Life would be so much easier if the threat of quitting always achieved its desired effect. From birth until death, we would live in a Utopian dream. The child pushing his plate aside because he doesn’t want to eat his broccoli, wouldn’t have to eat his broccoli. And that dead end job that’s making it nearly impossible for you to pry yourself out of bed each morning would vanish.

Carson Palmer is essentially attempting the latter stunt. He’s the highly paid employee who doesn’t like his position in a floundering company, and is demanding to be moved to another department that’s thriving. If his wish isn’t granted, the 31-year-old quarterback has said he’ll retire. Could he be firing an empty, meaningless salvo across the bow of Bengals owner Mike Brown? Maybe, but the “for sale” sign on his five-bedroom, $2.1 million home says otherwise.

Brown said three weeks ago when the NFL’s owners met in New Orleans that he’s not trading Palmer, so his choices are to either languish in Cincinnati and play for a team that’s made the playoffs twice in the last 20 years, or go from pocket passer to couch quarterback.

While Palmer’s individual future remains uncertain, so does the Bengals’ draft strategy. Between Palmer’s newly-minted malcontent attitude and the professionally malcontent Chad Ochocinco, Cincinnati has some key players unwilling to sustain more losing. Combine Terrell Owens’ departure through free agency, and there could be two massive holes at two key offensive positions.

What Cincinnati will do with their fourth overall pick what they should do are two very different things. The Bengals should draft the best quarterback on the board, assuming either Blaine Gabbert or Cam Newton are still available. But they won’t, meaning A.J. Green remains the most likely target.

Of course I’m probably wrong, which makes Mel Kiper Jr. and Todd McShay wrong too. While speaking to Greg Hobson of, head coach Marvin Lewis said he wants a player who can contribute immediately, and step into a starting role without any need for further development and learning on the sidelines. It’s doubtful if any quarterback in this draft–especially Newton–is capable of those standards.

The projects–albeit minor ones–like Jake Locker and Ryan Mallett will likely be available in the second round when the Bengals pick 35th overall. Logic states that a quarterback has to be selected in the early rounds with Palmer’s oncoming exit act.

But Brown’s friendship and loyalty may be shielding him from logic. In late March Armando Salguero of the Miami Herald wrote that given the inconsistencies of Chad Henne and shaky ground that also supports his NFL future, the Dolphins are doing their homework on Palmer. Miami is certainly a fitting future destination, but in a separate post on Wednesday Hobson said nothing has happened to change Brown’s mind since he took his stern, stubborn stance three weeks ago.

As Hobson writes, Brown is a man who doesn’t take kindly to being backed into a corner, and may have difficulty letting go of long-held relationships.

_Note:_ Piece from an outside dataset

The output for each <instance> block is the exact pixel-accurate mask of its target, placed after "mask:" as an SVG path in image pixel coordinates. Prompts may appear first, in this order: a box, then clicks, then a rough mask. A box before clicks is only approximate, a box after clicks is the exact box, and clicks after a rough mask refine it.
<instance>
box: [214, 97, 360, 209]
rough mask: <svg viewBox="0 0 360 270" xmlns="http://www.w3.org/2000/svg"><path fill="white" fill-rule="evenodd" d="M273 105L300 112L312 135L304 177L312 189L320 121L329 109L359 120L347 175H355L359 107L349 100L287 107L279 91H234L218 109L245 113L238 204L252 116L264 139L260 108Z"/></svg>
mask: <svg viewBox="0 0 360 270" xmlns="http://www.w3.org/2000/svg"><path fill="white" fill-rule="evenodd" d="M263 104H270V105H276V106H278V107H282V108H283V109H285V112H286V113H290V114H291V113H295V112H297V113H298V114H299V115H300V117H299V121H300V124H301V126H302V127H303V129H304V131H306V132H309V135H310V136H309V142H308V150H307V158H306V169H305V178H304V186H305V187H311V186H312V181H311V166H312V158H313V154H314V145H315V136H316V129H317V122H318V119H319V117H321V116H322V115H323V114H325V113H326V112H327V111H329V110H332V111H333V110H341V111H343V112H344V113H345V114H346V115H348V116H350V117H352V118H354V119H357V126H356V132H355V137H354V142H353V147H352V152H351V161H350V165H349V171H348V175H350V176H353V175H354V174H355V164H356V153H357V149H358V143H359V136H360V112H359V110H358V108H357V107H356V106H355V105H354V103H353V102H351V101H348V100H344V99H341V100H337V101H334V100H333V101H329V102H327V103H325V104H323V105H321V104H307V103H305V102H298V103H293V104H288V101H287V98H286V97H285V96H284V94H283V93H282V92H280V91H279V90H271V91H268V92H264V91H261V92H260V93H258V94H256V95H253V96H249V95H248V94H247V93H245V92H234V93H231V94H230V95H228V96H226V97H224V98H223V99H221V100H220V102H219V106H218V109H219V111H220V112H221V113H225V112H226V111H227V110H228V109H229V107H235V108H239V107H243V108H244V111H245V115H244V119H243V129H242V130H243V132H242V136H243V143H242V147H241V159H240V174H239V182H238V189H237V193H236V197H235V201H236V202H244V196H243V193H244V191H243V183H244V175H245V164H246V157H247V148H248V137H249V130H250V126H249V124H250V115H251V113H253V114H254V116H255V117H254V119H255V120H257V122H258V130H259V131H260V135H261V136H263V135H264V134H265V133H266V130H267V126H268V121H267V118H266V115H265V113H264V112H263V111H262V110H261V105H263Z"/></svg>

Those close to Brown say Palmer is one of his favourite all-time Bengals. It figures. A great passer with a low-key, easy-to-like personality who never bought all the hype about himself.

The price will be high to get Palmer given Brown’s fondness for his franchise arm, and likely more than the third-round pick Dan Marino has suggested, a suggestion of course made only in theory because trading picks for players isn’t permitted during the lockout. Despite suggestions and speculation of a softening stance, at this point it’s still difficult to envision Brown caving to Palmer, or Palmer wearing those hideous orange-and-black stripes again.

However, the Bengals being awful on the field and making poor front office decisions is much more pleasing to the imagination.